Presented as a sequence of letters, the work follows the responses of friends and relatives when a woman at her country home sustains a spinal injury and must remain flat for a long recovery. Correspondence records medical opinions, practical arrangements for nursing and household care, visitors and neighborhood support, and small domestic consolations such as reading aloud, recorded music, and an adapted form of solitaire. Through exchanges of news, requests, and observations, the letters map family connections and local characters while illustrating how community, resourcefulness, and affectionate concern reshape daily life during enforced convalescence.

XXXI
Verena Raby to Richard Haven

My Dear Richard,—This is my first letter in my own hand and it must be short. I am very grateful to you. Would not that be a nice epitaph—“He never disappointed”? Well, it is true of you.

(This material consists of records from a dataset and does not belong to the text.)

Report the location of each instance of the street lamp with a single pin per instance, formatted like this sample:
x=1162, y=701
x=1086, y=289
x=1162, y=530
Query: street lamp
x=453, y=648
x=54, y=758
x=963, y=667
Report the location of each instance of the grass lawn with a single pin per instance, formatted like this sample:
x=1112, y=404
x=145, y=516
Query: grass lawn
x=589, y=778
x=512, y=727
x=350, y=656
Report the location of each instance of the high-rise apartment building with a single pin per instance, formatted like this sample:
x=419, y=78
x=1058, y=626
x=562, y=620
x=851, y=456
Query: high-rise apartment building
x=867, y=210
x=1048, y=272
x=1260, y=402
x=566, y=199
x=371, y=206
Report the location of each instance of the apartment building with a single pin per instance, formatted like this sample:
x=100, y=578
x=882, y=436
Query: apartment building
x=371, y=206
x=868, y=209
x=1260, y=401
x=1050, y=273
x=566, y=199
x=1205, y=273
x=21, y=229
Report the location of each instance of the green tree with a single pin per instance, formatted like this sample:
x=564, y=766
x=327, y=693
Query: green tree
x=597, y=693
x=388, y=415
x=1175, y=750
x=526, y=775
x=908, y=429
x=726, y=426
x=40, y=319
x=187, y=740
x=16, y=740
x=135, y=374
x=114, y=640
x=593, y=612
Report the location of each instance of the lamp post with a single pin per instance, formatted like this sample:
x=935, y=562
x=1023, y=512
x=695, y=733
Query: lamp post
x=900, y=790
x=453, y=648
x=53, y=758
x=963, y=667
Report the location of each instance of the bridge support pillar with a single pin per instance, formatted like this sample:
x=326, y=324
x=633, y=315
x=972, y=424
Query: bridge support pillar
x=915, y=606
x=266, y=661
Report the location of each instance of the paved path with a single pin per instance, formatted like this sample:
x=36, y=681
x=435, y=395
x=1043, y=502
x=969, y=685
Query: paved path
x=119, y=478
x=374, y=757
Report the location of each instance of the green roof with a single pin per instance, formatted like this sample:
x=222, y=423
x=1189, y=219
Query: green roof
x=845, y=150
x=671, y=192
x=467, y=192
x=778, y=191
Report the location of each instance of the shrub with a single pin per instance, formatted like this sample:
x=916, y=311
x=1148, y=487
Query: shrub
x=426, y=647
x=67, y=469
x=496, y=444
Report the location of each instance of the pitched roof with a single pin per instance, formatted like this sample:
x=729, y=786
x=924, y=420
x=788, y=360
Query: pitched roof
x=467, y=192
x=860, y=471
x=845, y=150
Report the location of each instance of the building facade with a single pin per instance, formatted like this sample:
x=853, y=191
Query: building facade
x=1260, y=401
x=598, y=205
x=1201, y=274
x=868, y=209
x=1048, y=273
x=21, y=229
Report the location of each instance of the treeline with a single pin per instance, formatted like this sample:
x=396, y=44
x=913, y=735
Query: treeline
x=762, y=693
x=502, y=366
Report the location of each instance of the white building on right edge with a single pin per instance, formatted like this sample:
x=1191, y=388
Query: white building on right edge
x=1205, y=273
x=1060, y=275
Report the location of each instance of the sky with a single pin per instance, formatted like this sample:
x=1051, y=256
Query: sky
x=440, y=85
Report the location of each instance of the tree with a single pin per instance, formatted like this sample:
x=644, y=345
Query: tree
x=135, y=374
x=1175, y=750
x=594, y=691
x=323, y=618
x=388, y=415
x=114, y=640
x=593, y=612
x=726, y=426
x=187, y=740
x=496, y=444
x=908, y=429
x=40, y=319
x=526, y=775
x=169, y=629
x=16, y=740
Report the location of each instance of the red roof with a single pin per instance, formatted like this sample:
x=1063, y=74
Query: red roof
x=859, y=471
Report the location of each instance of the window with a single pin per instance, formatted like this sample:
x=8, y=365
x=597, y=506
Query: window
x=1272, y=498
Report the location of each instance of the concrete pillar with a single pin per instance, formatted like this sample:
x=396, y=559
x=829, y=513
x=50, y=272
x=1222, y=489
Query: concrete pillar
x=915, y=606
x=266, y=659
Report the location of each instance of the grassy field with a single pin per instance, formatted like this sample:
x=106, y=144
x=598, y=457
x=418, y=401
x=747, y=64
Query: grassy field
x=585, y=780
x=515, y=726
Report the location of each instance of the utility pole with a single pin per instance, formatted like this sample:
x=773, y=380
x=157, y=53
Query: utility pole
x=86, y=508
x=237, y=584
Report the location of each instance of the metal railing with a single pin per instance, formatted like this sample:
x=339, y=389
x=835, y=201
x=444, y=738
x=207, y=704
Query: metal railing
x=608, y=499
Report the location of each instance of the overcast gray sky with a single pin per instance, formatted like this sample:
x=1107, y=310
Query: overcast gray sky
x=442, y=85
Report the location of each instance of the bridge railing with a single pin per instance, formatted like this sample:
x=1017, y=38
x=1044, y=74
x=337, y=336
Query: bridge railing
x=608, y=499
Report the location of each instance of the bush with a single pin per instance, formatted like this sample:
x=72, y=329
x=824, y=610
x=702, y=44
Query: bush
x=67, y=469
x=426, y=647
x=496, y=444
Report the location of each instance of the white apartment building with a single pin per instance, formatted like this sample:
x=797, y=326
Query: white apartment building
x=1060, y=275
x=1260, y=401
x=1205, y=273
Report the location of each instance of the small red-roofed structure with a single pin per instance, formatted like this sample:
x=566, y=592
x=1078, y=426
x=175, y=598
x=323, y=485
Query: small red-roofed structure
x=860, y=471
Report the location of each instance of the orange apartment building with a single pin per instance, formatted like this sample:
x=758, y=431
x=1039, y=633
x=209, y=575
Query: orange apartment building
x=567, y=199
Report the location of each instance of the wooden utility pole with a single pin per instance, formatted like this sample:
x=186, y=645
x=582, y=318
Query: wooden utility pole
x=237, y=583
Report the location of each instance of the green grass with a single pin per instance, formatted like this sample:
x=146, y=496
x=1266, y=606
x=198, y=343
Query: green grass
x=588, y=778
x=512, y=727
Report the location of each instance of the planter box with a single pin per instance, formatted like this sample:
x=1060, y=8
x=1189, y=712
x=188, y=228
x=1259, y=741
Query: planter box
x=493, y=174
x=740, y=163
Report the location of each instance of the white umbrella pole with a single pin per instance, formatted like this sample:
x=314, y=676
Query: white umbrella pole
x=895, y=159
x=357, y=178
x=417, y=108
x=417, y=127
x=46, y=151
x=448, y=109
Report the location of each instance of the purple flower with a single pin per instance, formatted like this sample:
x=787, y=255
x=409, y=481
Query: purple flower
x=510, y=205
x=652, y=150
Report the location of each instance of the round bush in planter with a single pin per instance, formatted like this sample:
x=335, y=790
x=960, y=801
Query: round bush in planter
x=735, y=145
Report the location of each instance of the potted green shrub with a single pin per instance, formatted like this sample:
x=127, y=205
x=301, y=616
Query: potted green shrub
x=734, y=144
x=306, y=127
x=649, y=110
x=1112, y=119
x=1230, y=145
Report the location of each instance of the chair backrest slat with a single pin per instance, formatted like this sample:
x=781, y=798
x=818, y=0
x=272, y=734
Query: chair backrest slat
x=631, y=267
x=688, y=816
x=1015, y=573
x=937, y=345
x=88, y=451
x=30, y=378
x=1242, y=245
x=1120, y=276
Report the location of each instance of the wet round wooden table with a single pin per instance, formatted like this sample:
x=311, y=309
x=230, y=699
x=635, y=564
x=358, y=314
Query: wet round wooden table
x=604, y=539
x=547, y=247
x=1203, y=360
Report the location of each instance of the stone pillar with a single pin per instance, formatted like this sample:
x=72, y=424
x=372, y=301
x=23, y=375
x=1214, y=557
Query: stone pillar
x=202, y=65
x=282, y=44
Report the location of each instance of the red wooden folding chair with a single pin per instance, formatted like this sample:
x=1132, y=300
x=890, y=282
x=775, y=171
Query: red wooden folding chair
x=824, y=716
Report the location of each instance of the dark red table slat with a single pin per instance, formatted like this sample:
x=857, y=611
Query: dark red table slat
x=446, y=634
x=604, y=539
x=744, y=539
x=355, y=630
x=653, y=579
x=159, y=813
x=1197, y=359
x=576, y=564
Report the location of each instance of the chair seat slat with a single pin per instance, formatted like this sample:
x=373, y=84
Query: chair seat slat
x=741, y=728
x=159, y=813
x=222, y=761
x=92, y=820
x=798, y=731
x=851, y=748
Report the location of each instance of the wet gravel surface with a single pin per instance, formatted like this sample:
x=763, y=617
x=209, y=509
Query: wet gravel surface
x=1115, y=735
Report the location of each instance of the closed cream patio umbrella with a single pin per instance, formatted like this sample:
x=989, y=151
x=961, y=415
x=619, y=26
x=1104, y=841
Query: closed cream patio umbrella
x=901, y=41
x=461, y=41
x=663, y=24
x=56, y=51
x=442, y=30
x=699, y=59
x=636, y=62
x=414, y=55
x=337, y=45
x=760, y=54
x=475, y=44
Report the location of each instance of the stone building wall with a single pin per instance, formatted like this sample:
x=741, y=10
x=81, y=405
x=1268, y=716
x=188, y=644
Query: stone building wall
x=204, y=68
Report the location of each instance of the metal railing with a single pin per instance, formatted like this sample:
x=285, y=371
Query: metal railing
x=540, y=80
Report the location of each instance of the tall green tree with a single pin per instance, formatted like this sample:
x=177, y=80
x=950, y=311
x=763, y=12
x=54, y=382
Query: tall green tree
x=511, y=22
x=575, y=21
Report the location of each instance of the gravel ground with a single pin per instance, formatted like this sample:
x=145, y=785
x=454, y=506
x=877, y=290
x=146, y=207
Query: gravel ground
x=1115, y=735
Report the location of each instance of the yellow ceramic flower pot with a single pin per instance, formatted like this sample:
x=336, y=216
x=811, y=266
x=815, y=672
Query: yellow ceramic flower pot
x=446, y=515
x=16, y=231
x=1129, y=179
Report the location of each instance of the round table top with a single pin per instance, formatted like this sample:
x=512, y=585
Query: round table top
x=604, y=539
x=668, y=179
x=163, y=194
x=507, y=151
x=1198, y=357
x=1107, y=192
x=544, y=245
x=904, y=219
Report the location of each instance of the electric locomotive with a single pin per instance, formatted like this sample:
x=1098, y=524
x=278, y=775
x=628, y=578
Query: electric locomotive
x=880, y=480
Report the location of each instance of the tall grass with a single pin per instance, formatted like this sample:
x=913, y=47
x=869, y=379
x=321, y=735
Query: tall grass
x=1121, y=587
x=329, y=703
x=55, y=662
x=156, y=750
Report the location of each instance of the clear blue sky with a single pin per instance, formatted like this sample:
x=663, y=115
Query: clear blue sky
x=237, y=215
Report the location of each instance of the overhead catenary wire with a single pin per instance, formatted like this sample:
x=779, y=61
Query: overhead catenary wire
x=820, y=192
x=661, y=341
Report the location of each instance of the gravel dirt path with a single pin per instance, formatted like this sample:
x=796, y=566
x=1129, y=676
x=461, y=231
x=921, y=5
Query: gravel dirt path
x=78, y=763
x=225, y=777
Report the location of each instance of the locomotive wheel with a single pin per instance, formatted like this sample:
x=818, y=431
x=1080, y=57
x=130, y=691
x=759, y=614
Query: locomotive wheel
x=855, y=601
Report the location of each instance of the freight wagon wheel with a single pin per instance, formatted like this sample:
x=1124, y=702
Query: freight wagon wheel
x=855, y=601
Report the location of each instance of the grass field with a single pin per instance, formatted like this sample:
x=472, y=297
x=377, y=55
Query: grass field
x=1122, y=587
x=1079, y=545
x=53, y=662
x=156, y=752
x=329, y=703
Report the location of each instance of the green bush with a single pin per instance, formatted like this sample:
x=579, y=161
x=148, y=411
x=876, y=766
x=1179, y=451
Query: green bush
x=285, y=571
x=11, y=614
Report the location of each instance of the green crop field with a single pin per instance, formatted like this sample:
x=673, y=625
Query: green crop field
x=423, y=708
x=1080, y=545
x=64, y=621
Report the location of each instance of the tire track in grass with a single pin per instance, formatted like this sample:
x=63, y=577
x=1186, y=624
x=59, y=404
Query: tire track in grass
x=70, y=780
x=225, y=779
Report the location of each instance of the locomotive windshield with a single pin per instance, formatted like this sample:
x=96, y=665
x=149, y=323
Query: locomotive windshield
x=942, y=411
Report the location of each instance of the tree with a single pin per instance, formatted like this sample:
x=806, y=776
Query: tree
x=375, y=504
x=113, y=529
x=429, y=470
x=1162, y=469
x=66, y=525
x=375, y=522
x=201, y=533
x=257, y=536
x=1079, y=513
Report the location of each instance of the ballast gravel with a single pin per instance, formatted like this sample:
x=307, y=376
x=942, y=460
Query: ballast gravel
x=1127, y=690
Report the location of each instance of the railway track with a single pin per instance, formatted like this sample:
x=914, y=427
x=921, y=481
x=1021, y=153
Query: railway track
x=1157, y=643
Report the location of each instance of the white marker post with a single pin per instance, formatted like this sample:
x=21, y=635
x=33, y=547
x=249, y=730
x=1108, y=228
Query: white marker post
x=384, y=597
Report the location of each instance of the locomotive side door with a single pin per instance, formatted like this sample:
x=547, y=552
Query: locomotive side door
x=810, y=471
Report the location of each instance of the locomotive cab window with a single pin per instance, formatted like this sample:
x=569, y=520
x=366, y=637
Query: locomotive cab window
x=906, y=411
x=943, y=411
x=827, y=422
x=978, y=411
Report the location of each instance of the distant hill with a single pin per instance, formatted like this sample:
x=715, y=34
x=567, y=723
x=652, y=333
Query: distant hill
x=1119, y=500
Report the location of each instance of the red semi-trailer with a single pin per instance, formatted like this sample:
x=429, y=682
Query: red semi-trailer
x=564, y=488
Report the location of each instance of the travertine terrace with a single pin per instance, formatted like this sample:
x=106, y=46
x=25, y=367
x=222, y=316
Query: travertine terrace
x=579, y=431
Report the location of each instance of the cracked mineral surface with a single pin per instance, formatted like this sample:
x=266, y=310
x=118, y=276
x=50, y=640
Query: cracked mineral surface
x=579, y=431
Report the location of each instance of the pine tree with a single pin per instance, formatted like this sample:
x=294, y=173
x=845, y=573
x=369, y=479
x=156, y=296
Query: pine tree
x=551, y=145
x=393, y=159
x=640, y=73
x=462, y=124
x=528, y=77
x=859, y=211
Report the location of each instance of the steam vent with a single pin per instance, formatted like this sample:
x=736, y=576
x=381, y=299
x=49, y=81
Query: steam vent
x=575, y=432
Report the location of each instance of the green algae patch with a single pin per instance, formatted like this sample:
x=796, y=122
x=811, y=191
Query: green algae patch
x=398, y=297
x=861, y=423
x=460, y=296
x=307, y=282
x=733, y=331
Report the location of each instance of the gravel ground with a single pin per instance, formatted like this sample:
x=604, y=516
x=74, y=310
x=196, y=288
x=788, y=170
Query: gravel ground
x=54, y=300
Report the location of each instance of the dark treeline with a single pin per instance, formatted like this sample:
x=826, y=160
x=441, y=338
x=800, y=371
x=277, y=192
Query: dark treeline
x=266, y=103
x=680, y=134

Your idea of the short poems is perfect and I have already learned some.

Nesta is excellent company, but I fear she is giving me more time than it is fair to take. Every now and then, when she is apparently looking at me, I can see that her glance is really fixed on her children, many miles off. The far-away nursery look.

It is almost worth being ill to discover how kind people can be. If it is true (and of course it is) that to give pleasure to others is the greatest happiness, then I can comfort myself, as I lie here apparently useless, that I have my uses after all, since I am the cause of that happiness in so many of my friends.—Yours,

V.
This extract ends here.